The revelations, meanwhile, come on foot of an inquiry carried out by the commission after it was asked to examine complaints in relation to the Unfair Trading Practices (UTPs) Directive and its transposition in Ireland; anti-competitive practices in the beef sector and requirements attached to the Twenty20 Beef Club Programme.
‘Arrangement and anti-competitiveness’
Meanwhile, in relation to the Twenty20 Beef Club Programme, the CCPC said it had received a small number of complaints in relation to “the arrangement” and subsequently examined them carefully.
“This type of agreement – that is an agreement between players at different levels of the food supply chain – is known as a vertical agreement and under an EU Block Exemption Regulation certain vertical agreements may fall outside the provisions of competition law which deal with anti-competitive agreements,” the spokesperson continued.
“These are vertical agreements where the market shares of both the buyer and the seller are below 30%. If either of the market shares are above 30%, or if the agreement contains hardcore restrictions on competition, the agreement may give rise to competition concerns.”
‘No evidence of a cartel’
A CCPC spokesperson told AgriLand that, under Irish and European competition law, a cartel is an agreement between competitors to fix prices, limit output or share markets to their own benefit.
It is an extremely serious breach of the law and, in Ireland, requires a criminal standard of proof.
The spokesperson continued: “The CCPC has, to date, examined a number of complaints and followed various lines of inquiry in the meat processing sector.
“So far, however, we have not uncovered evidence of a cartel and we have not opened an investigation.
“As with all sectors we will continue to examine every complaint we receive and we welcome information or evidence of this nature from anyone.”
‘A rebalance of power’
The CCPC went on to say that, considering the nature of the market and the issues around sustainability and viability, it was its experience – in its engagement with this sector – that if the objective is to rebalance power, then “a substantial and more interventionist response is required than what is currently in the directive”.

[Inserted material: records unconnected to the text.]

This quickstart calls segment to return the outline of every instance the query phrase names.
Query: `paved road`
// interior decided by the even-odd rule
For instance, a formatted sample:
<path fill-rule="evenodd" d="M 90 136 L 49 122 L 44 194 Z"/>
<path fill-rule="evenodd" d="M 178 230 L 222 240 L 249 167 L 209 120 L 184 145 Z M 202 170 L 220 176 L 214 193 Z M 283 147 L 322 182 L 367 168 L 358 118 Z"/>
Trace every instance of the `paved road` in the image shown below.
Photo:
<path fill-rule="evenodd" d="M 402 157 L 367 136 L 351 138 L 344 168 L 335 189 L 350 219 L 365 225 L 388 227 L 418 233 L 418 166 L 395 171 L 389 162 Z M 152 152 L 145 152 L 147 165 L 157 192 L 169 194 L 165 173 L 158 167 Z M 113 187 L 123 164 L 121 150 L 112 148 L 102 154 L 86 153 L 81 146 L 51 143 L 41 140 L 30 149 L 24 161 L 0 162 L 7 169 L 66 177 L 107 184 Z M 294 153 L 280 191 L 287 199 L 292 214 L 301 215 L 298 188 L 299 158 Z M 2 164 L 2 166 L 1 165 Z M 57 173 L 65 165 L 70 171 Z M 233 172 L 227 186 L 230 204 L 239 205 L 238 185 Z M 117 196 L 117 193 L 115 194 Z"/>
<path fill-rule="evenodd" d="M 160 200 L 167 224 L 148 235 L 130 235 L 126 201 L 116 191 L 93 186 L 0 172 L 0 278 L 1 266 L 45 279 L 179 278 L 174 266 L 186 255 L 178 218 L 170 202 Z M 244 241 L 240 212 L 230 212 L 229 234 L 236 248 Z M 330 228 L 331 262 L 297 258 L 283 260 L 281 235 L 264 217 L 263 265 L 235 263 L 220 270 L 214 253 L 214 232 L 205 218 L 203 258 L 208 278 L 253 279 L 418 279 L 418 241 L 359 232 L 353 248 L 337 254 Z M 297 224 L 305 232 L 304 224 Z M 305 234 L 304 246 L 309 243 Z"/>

Power imbalances are best addressed before contracts are signed rather than trying to address them after the fact.
The spokesperson continued: “The role of competent authority for the UTPs Directive, the CCPC believes, requires a dedicated organisation on the ground, with specialised expertise, knowledge and an ability to build confidence across the sector.
“A critical component of this will be through advice to individual farmers – they need to know what is allowed, what isn’t allowed and who they can go to when they have a problem.”
“The nature of this industry is that issues need to be addressed as they arise and farmers cannot wait for lengthy investigations and the uncertainty of legal challenges,” added the spokesperson.
“This in our view requires a sectoral body who can act quickly on farmers’ behalf, including offering some form of adjudication, rather than an enforcement approach that would take action after a breach of the directive has occurred.
“To do this effectively, additional and/or alternative approaches such as mediation or arbitration as in the UK code should be considered.”